Figure 1. The roast profile for the Tanzanian Burka (Has Bean).

In this case, 10 kg of the Burka coffee was roasted in a 12 kg Probat Roaster. The temperature was monitored with a probe in the headspace of the oven, and hence the hot air rapidly cools due to thermal energy transfer to the green coffee. The temperature trajectory throughout the roasting process determines the decomposition of organic materials in coffee. Three illustrative decomposition reactions are shown that are representative processes throughout the heating process.
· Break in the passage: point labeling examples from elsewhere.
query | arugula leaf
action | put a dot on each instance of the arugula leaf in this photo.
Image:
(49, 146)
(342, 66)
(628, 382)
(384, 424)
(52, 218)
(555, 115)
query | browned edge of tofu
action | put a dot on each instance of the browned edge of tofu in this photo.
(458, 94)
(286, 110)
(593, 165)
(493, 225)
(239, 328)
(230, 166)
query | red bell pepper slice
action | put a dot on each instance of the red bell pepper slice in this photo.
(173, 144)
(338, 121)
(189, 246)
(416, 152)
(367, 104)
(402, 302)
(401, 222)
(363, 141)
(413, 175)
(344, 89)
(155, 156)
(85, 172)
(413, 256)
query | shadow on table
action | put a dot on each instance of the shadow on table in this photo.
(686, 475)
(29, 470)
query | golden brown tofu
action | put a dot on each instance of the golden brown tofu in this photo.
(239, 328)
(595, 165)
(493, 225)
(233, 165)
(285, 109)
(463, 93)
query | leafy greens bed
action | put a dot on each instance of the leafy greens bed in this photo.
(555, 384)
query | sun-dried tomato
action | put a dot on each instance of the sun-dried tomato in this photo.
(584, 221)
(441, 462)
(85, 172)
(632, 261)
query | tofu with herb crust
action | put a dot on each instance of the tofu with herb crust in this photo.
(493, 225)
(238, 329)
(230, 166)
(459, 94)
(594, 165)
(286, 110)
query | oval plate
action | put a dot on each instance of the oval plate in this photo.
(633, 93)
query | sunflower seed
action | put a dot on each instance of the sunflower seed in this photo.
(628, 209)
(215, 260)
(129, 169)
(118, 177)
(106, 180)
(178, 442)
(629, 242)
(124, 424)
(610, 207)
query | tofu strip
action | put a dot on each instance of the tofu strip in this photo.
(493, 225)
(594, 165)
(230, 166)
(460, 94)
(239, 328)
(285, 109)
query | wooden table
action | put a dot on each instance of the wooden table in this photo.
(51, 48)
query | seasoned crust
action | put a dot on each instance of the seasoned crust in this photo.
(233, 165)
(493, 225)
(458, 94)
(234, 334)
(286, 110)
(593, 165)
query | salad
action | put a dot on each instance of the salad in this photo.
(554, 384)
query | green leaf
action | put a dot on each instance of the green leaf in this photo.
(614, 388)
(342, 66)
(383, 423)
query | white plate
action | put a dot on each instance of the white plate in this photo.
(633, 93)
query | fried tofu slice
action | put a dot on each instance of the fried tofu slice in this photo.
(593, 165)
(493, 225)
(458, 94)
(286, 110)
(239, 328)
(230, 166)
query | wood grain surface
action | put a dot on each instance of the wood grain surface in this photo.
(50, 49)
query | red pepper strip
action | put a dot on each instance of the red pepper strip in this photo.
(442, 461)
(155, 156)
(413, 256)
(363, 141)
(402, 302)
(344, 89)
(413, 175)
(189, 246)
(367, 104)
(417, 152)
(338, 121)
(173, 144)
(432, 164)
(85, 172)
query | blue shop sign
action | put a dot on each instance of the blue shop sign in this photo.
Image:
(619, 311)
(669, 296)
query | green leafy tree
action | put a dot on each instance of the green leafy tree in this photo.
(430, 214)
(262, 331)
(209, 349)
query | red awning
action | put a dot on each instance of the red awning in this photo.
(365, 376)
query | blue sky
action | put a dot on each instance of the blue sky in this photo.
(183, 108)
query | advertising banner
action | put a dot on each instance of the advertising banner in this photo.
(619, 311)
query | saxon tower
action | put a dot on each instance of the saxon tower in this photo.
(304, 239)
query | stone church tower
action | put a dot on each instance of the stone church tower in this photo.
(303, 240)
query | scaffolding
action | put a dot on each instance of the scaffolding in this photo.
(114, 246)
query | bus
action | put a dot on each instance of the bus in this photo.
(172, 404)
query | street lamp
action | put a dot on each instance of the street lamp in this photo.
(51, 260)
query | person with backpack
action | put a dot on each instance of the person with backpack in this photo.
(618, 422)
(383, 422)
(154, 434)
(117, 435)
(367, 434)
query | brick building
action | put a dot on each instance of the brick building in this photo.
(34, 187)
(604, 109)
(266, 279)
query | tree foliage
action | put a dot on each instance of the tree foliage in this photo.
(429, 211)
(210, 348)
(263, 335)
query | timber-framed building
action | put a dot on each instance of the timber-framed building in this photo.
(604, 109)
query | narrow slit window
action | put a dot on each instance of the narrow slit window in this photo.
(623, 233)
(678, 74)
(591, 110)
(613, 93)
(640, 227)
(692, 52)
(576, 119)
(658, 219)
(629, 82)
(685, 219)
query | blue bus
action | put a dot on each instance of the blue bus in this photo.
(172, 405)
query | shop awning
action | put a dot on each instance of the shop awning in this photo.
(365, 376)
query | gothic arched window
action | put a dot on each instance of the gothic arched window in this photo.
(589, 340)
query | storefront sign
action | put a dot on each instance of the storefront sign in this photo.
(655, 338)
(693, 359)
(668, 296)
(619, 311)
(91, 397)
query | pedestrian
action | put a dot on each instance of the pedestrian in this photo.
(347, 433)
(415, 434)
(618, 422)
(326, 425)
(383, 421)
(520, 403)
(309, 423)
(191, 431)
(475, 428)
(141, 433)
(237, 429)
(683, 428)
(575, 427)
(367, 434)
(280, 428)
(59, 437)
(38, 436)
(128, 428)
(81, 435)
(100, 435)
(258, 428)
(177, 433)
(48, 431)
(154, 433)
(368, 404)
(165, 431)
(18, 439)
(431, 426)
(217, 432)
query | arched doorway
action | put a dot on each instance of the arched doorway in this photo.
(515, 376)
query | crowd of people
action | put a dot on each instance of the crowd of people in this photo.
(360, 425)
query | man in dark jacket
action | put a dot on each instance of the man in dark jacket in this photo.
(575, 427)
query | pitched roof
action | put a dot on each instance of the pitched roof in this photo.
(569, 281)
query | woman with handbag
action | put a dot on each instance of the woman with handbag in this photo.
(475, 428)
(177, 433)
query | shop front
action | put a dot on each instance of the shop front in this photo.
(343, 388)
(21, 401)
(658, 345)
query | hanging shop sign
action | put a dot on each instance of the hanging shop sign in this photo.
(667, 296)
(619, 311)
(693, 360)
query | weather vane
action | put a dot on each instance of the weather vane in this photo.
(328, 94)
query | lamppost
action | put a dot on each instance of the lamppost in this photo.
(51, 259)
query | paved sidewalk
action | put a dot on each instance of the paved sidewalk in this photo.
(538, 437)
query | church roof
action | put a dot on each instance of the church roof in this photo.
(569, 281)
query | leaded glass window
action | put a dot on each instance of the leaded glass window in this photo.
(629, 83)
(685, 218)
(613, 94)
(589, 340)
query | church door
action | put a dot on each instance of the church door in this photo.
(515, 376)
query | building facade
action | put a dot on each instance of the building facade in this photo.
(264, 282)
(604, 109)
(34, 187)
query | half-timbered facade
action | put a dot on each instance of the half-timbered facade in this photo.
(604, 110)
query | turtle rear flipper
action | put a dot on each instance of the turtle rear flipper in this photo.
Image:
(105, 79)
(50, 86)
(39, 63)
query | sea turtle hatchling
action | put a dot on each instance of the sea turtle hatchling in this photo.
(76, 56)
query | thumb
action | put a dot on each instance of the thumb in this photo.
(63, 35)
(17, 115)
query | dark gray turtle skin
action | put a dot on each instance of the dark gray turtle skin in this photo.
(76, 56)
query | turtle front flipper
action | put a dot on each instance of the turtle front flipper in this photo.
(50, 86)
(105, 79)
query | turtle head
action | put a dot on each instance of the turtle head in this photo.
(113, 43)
At lower temperature a chlorogenic acid (left) may decompose through either hydrolysis or pyrolysis into quinic acid, acetic acid and the phenolic compound 3,4-dihydroxybenzyl alcohol⁴⁰, or quinic acid, carbon dioxide and 3,4-dihydroxystyrene⁴¹,⁴². Oxalic acid (centre) may decarboxylate to either CO₂ or in the case of incomplete combustion CO₂ and formic acid¹⁹. At higher temperatures cellulose can undergo hydrolysis to smaller sugar derivatives including glucose and levoclucosan⁴³,⁴⁴,⁴⁵. Both the temperature and time determine the chemical composition of the roasted coffee: In this case, the coffee was removed from the oven after 9 m 54 s as this time was determined to result in a soluble, sweet and favourably acidic product.